Erik Satie (1866-1925), dont nous célébrons en ce moment les 150 ans de sa naissance, aurait sans nul doute goûté avec son goût légendaire de l’autodérision, au discours absurde et provocateur de Denis Truffaut, conseiller municipal FN de la ville d'Arcueil où le compositeur français a vécu les dernières années de sa vie. Le quotidien Le Monde, dans son édition du 31 mai 2016, nous apprend quelques-unes des piques assénées en direction d'un compositeur d'avant-garde, véritable précurseur du contemporain. L'auteur des Gymnopédies est qualifié tour à tour par l'élu de la République de type "médiocre", "illuminé", "ivrogne" et... "communiste" ! Des insultes qui sont à contre-courant des hommages internationaux à l’artiste.
Il est vrai qu'Erik Satie, artiste indépendant, farfelu et surtout antimilitarisme, colle assez peu avec la ligne dure du parti d'extrême-droite. Mais enfin ! Pourquoi tant de haine ?
L'apport d'Erik Satie dans l'histoire de la musique du XXe siècle est capital. Les Gymnopédies sont devenues un must, archiécoutées et récupérées jusque dans les spots publicitaires.
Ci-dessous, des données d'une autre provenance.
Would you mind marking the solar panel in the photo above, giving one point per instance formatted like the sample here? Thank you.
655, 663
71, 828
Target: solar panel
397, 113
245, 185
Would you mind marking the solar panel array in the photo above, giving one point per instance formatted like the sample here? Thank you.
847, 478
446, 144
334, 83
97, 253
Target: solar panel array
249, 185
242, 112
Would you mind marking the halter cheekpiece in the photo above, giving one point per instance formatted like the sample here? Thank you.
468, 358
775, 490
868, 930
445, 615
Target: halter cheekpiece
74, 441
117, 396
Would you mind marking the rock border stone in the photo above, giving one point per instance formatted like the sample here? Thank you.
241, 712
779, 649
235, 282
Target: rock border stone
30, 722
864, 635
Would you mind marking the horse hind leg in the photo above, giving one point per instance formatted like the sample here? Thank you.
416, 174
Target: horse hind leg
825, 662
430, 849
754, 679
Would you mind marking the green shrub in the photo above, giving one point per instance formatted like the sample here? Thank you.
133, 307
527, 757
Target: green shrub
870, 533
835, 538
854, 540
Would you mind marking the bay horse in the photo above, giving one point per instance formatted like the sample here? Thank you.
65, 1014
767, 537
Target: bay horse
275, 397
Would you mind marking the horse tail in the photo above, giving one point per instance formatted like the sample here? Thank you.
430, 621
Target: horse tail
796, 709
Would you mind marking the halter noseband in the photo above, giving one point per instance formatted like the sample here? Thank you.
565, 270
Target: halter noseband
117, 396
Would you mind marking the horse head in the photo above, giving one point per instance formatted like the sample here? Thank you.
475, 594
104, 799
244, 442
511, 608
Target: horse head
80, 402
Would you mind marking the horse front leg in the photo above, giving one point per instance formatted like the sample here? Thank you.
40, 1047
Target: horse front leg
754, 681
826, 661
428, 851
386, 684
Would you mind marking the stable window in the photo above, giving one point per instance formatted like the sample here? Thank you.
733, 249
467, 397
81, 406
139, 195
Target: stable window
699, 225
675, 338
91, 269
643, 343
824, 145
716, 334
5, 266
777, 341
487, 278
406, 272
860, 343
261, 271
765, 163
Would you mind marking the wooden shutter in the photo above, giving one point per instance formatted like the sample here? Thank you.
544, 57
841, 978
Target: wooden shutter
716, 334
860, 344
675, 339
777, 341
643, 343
La valse Je te veux devrait, quant à elle, figurer dans tout bon rayon de disques qui se respecte.
Le bloggeur avoue mettre tout en haut de la discographie de Satie, une autre création moins connue : La Mort de Socrate, le troisième mouvement de Socrate, une œuvre pour orchestre ou piano et voix composée en 1918. Cette pièce musicale en trois mouvements est basée sur des extraits d’œuvres de Platon (L’Apologie de Socrate, Phèdre et Phédon), d’après des traductions de Victor Cousin.
Depuis la condamnation de Socrate,
Nous ne manquions pas un seul jour d’aller le voir.
Comme la place publique, où le jugement avait été rendu,
Était tout près de la prison, nous nous y rassemblions le matin,
Et là nous attendions, en nous entretenant ensemble,
Que la prison fût ouverte…
Avec une grande audace musicale, Satie s'est accaparé un texte abrupt, à la traduction sans relief, et l'a magnifié avec une musique sans fioriture, où chaque note colle à chaque mot. Un leitmotiv vient éclairer une composition rigoureuse. La voix de Platon reprend une vie humaine, grâce à la musique de Satie. Barbara Hannigan (dont j'avais déjà parlé au sujet de son interprétation légendaire de Lulu de Berg) vient de sortir un album consacré au compositeur français et s'empare avec délicatesse d'une œuvre à découvrir ou redécouvrir.
Le chapelet d’insultes adressées par un obscur conseiller municipal en direction d’un compositeur majeur ne mérite aucune réponse autre qu’écouter ou réécouter Erik Satie, avec la géniale soprano Barbara Hannigan et le pianiste inspiré Reinbert de Leeuw.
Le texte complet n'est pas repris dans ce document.